Francisco Franco no solo quería mandar; quería controlar la vida de todo un país como si fuera su cortijo, y lo consiguió de manera aterradora. Bajo su régimen, España se convirtió en un lugar oscuro, donde el miedo lo dominaba todo y la obediencia era obligatoria. No fue solo un dictador; fue un experto en hacer sufrir a la gente, un verdadero arquitecto del dolor.

La crueldad de Franco no necesitaba grandes discursos ni gestos teatrales. Su firma bastaba para condenar a miles de personas a la muerte. Un simple garabato suyo podía borrar una vida. Así de frío y despiadado era. Incluso la muerte parecía tener horario de oficina bajo su mando.

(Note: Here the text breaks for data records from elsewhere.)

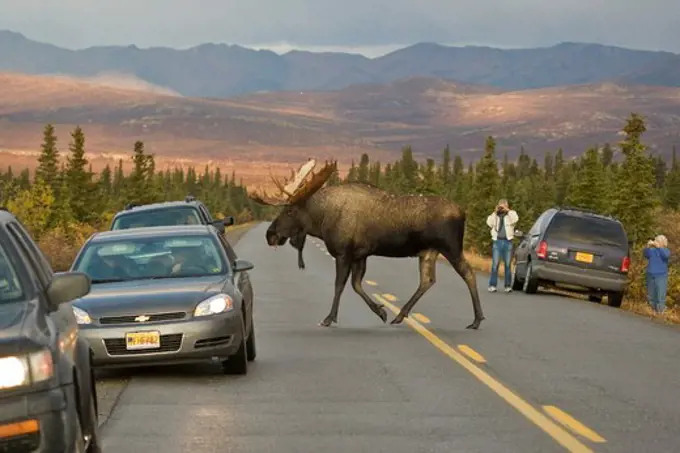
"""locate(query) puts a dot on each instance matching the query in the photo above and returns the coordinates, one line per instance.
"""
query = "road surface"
(544, 373)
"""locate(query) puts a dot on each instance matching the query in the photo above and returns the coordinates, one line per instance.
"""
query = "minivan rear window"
(586, 230)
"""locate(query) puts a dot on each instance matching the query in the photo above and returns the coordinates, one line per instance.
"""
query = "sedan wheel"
(238, 363)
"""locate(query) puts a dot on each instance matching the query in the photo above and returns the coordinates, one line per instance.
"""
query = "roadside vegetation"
(65, 202)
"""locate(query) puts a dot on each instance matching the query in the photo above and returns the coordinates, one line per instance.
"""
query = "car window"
(151, 257)
(158, 217)
(11, 289)
(586, 230)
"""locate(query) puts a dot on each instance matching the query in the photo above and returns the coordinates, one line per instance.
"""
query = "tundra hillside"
(64, 204)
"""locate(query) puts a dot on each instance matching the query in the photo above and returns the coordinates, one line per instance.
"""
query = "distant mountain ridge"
(224, 71)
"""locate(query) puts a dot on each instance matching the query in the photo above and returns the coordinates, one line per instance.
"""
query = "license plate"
(143, 340)
(584, 257)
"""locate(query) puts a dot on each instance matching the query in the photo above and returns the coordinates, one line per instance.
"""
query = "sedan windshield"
(10, 286)
(151, 257)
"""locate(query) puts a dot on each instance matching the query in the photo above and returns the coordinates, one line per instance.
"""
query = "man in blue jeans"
(502, 223)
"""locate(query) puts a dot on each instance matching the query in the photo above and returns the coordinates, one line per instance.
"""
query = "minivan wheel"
(516, 283)
(614, 299)
(530, 283)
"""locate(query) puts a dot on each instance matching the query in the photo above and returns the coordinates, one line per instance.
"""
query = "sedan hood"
(150, 296)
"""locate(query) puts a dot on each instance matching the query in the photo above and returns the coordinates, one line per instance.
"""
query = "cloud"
(365, 26)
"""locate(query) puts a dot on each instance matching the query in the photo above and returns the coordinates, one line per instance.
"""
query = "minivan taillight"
(542, 250)
(625, 264)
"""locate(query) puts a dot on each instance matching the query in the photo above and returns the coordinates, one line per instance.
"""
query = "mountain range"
(248, 111)
(222, 71)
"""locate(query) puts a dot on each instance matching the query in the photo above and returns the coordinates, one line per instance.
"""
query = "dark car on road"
(187, 212)
(166, 295)
(48, 401)
(576, 249)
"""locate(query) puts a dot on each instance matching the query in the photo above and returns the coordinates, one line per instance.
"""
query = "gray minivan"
(574, 249)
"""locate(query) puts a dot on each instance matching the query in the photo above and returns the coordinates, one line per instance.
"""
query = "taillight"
(542, 250)
(625, 264)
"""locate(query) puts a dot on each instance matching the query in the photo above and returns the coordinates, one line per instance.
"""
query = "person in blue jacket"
(657, 255)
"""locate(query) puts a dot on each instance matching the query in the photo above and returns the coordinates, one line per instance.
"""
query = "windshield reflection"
(151, 258)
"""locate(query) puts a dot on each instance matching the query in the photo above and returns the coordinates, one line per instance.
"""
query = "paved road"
(423, 386)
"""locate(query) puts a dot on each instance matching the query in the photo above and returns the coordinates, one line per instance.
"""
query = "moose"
(298, 243)
(358, 220)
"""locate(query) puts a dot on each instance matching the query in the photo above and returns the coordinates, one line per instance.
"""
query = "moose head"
(292, 195)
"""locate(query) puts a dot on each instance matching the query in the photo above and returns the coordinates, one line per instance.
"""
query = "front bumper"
(585, 278)
(49, 409)
(192, 340)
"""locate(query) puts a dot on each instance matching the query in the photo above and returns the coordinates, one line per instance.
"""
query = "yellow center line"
(421, 318)
(576, 426)
(474, 355)
(559, 434)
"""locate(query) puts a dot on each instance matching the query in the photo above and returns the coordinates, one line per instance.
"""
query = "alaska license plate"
(584, 257)
(142, 340)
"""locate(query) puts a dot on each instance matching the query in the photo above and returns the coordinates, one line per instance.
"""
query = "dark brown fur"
(356, 221)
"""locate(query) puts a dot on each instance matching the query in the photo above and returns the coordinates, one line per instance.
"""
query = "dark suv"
(48, 401)
(575, 249)
(189, 211)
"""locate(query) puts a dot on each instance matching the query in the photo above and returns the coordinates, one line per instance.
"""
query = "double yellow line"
(555, 431)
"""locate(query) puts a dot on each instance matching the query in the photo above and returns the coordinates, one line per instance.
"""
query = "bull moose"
(358, 220)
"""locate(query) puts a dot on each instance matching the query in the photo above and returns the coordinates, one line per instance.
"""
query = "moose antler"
(299, 187)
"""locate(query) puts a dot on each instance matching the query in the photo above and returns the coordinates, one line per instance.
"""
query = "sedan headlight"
(218, 303)
(81, 315)
(17, 371)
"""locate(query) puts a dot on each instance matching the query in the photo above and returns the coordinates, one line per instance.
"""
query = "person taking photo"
(502, 224)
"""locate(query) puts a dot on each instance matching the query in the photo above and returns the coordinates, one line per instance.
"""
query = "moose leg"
(301, 262)
(464, 269)
(427, 262)
(358, 272)
(342, 269)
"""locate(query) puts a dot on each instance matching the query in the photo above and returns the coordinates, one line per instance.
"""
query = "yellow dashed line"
(576, 426)
(474, 355)
(421, 318)
(559, 434)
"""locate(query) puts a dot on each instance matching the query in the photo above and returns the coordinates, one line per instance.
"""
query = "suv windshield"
(151, 257)
(157, 217)
(587, 230)
(10, 287)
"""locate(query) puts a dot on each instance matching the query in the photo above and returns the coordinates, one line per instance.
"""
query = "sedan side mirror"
(243, 265)
(219, 225)
(68, 286)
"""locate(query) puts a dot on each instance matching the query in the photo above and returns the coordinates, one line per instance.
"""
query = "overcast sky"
(371, 27)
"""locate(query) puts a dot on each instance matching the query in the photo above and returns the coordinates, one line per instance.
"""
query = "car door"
(63, 320)
(241, 280)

Franco montó un aparato estatal que funcionaba como una cadena de producción del sufrimiento. Las cárceles eran lugares donde la esperanza entraba recta y salía torcida. Los pueblos aprendieron a vivir con miedo cada día, y muchas familias se rompieron para siempre. Franco, imperturbable, revisaba todo con precisión, disfrutando del dolor que causaba.

Su maldad no estaba solo en lo que hacía, sino en cómo lo presentaba. Usaba sermones solemnes, desfiles interminables y gestos teatrales para convertir la represión en algo “patriótico”. Transformaba a las víctimas en enemigos del Estado y justificaba sus crímenes con palabras retorcidas.

Franco no era solo duro; era un depredador silencioso. No necesitaba mostrar violencia directamente; tenía decretos, censores y soldados listos para ejecutar órdenes sin preguntar. El miedo era su herramienta más poderosa, y lo extendía lentamente hasta que atrapaba a todo el país en una telaraña de terror.

Cada ejecución, desaparición o golpe burocrático llevaba su sello. No tenía que acercarse a sus víctimas; su firma y su mirada bastaban para decidir quién vivía y quién moría. Era un maestro del sufrimiento, cuya crueldad parecía no tener límites.

Durante décadas, España sobrevivió como pudo, atrapada en un ambiente de miedo y represión. Se hablaba en voz baja, se escondían los muertos y los vivos tenían que aparentar alegría. La memoria era casi un delito, y cualquier acto de rebeldía se pagaba caro.

¿Malo? ¿Asesino? Franco fue todo eso y más. No hacen falta adjetivos; su historia habla por sí sola. Su figura sigue siendo un recordatorio escalofriante de los horrores del totalitarismo y del sufrimiento que un ser humano puede infligir en nombre del poder. Su legado todavía resuena en la memoria de España.

¿Reconciliación? Si, reconciliación entre los españoles, pero para este arquitecto psicópata del dolor y artesano sádico del sufrimiento, solo deseo que se pudra bajo la tierra del cementerio de Mingorrubio y los gusanos se den todos los días un festín.